The Ego and the Hub

September 28, 2012 Leave a comment

I’m into networks.  It takes a significant shift in perspective to get into networks.  We develop aptitudes and ways of being-with that allow us to contend with grater complexity.

I’m so into networks that I had the privilege of participating in a community of practice on networks and decentralized organizing.  Networks thrive on trust and relationship and it was with this knowledge that we dove in.  We became friends, we grew to love, appreciate and trust each other.

Over the last couple of weeks I have had the opportunity to see some of the people who participated in our experiment.  In the company of these friends I heard things like:  “I was texting with Mike” or “Jodie and I were chatting this morning,” and other such examples of living connections between the nodes in our community.

What I want to explore is my immediate reaction to those comments.  I felt like I was being left out – which of course, I wasn’t!  But I think that many of us have a similar tendency.  The tendency to think that “if I’m not at the center of it, then I’m being left out.”  It is a fear that comes with realizing that life goes on beyond you.

Network theory teaches us that a hub and spokes network is inherently weak.  You take out the hub and the network falls apart.
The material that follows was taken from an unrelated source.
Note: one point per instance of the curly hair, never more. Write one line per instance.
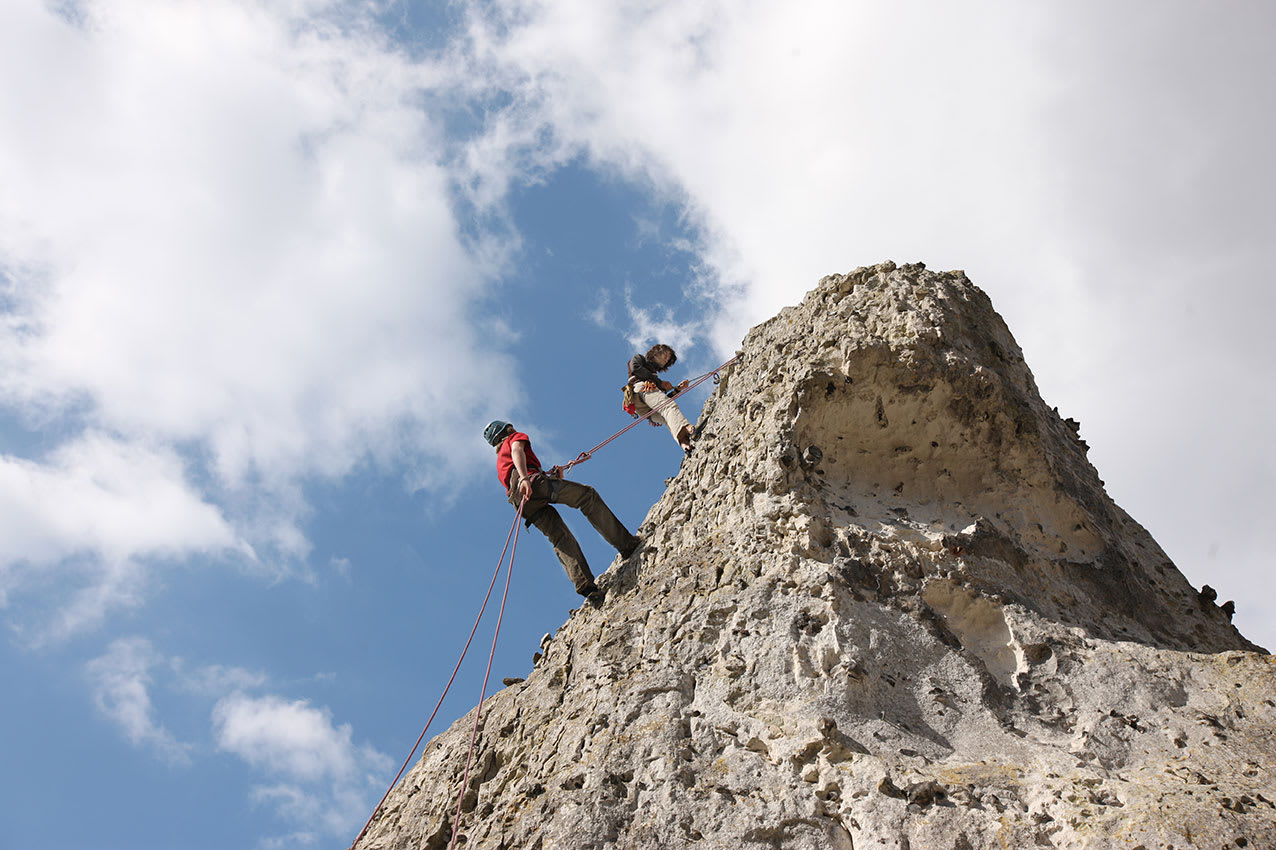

But our ego badly wants to be that hub; our individual ego and our organizational ego.  In my last post I reflected on the cultural values that help us move from competition to shared intention, a process that calls people to be:

  • Compassionate with each other
  • Passionate about the well-being of the whole
  • Willing to relinquish some of their own institutional ego

These are attitudes that help us shift away from an egoic drive to want to be the hub and towards a more enlightened approach, one in which we win when the whole wins.  A more resilient network looks more like a mesh, and it leads us to celebrate every time two nodes connect in ways that bypass a centralizing hub:

This reflection made me think of spiritual teacher Andrew Cohen, who seeks to describe an evolutionary enlightenment, an awakening for our age, here is what he says about what it looks like:

At the level of the soul, it looks like the sudden presence of a depth in which we feel emotionally connected to the enormity of the universe, the significance of knowing we’re alive, and a powerful sense of responsibility to not waste the precious time we have to be the person we are right now. At the level of mind, it looks like the awakening of new capacities of intelligence, as our thoughts become animated by our awareness of the infinite. Because of this, we’re able to embrace complexity, see subtlety, and appreciate nuance in ways previously unimaginable. And at the level of the personality, it looks like lightness of being. Enlightenment, expressed through the human personality, is lightness of being, because now we no longer take our psychological selves so seriously. We know that is only a small part of who we really are. When these profound qualities emerge in the soul, mind, and personality of any individual, it is a delight beyond words!

The idea of an awakening, a paradigm shift, that leads to human beings who are “able to embrace complexity, see subtlety, and appreciate nuance in ways previously unimaginable;” seems to me like precisely what we need as a movement.  And the idea that at the level of personality this awakening looks like “a lightness of being,” well!  I’ll take that any day, and I’ll be a better node.